[Rd] print(...,digits=2) behavior

Wed Feb 9 13:55:59 CET 2011

On Mon, Feb 07, 2011 at 09:56:18AM +0100, Martin Maechler wrote:
> >>>>> Ben Bolker <bbolker at gmail.com>
> >>>>>     on Sat, 5 Feb 2011 15:58:09 -0500 writes:
> 
>     >   A bug was recently posted to the R bug database (which
>     > probably would better have been posted as a query here) as
>     > to why this happens:
> 
>     >> print(7.921,digits=2)
>     > [1] 8
>     >> print(7.92,digits=2)
>     > [1] 7.9
> 
[...]

> I had started to delve into this after you've posted the bug
> report. It is clearly a bug(let),
> caused by code that has been in  R  from its very
> beginning, at least in the first source code I've seen in 1994.
> 
> The problem is not related to digits=2,
> but using such a low number of digits shows it more
> dramatically, e.g., also
> 
>  > print(5.9994, digits=4)
>  [1] 5.999
>  > print(5.9994001, digits=4)
>  [1] 6
> 
> Interestingly, the problem seems *not* to be present for
> digits = 1 (only).
> 
> I haven't found time to mathematically "analyze" it for
> determining a correct solution though.
> Note that fixing this bug(let) will probably (very slightly)
> change a huge number of R outputs .. so there is a caveat,
> but nonetheless, we must approach it.
> 
> The responsible code is the C function  scientific()
> in src/main/format.c 

I inspected the source of scientific() and formatReal() (2.13.0, revision
2011-02-08 r54284). Let me point out an example of the difference between
the output of print() and rounding to "digits" significant digits, which
is slightly different from the previous ones, since also the exponent
changes. Namely,

  print(9.991, digits=3)
  [1] 10

while rounding to 3 digits yields 9.99. The reason is in scientific(),
where the situation that rounding increases the exponent is tested using

    /* make sure that alpha is in [1,10) AFTER rounding */

    if (10.0 - alpha < eps*alpha) {
        alpha /= 10.0;
        kp += 1;
    }

Here, eps is determined in formatReal() as

    double eps = pow(10.0, -(double)R_print.digits);

so we have eps = 10^-digits. The above condition on alpha is equivalent to

  alpha > 10.0/(1 + 10^-digits)

For digits=3, this is

  alpha > 9.99000999000999

This bound may be verified as follows

  print(9.9900099900, digits=3)
  [1] 9.99

  print(9.9900099901, digits=3)
  [1] 10

The existing algorithm for choosing the number of digits is designed to
predict the format suitable for all numbers in a vector before the actual
call of sprintf() or snprintf().

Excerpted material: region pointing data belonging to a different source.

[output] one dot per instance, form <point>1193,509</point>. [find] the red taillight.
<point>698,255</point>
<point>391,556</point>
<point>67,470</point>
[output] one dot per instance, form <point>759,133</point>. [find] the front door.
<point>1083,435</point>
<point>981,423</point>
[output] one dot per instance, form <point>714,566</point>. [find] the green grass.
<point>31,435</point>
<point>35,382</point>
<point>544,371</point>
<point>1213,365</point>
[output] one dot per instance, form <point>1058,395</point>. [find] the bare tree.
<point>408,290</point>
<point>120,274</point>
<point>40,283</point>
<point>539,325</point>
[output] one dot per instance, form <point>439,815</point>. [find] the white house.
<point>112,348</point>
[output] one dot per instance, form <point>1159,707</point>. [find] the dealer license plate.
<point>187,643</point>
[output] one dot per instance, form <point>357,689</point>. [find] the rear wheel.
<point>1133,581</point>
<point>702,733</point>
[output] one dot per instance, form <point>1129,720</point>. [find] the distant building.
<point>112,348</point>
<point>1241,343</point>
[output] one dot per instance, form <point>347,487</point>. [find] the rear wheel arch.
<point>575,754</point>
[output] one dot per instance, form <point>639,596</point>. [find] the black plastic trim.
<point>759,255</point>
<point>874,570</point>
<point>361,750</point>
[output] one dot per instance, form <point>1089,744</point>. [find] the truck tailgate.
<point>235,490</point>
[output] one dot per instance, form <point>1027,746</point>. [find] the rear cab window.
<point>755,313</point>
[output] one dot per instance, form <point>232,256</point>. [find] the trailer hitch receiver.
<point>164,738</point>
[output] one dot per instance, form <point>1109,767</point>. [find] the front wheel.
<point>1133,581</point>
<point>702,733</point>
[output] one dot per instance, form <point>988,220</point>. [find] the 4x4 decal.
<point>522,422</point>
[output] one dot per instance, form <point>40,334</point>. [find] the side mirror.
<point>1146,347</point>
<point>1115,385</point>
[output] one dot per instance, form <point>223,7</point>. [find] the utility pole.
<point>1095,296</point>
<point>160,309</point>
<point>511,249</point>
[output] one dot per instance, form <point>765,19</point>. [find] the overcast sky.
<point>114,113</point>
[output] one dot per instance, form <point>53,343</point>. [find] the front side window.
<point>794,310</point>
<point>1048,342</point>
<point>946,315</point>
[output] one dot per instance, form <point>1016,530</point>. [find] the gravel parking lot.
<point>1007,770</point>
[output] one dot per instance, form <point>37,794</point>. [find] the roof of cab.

For speed, this algorithm should use
the standard double precision, so it is necessarily inaccurate for precision
15 and more and there may be some rare such cases also for smaller
precisions. For smaller precisions, say below 7, the algorithm can be made
more precise. This would change the output in rare cases and mainly for
printing single numbers. If a vector is printed, then the format is typically
not determined by the problematic numbers.

Changing the default behavior may be undesirable for backward compatibility
reasons. If this is the case, then a possible solution is to make the
documentation more precise on this and include pointers to possible
solutions. The functions sprintf(), formatC() and signif() may be used. In
particular, if signif() is used to round the numbers before printing, then we
get the correct output

  print(signif(7.921, digits=2))  
  [1] 7.9

  print(signif(9.9900099901, digits=3))
  [1] 9.99

The current ?print.default contains

  digits: a non-null value for ‘digits’ specifies the minimum number of
          significant digits to be printed in values.

The word "minimum" here means that all numbers in the vector will have
at least the chosen number of digits, but some may have more. I suggest
to add "See 'options' for more detail.".

The current ?options contains

    ‘digits’: controls the number of digits to print when printing
          numeric values.  It is a suggestion only.

I suggest to extend this to

   It is a suggestion only and the actual number of printed digits
   may be smaller, if the relative error of the output number is
   less than 10^-digits. Use 'signif(, digits)' before printing to get
   the exact number of the printed significant digits.

I appreciate to know the opinion of R developers on this.

Petr Savicky.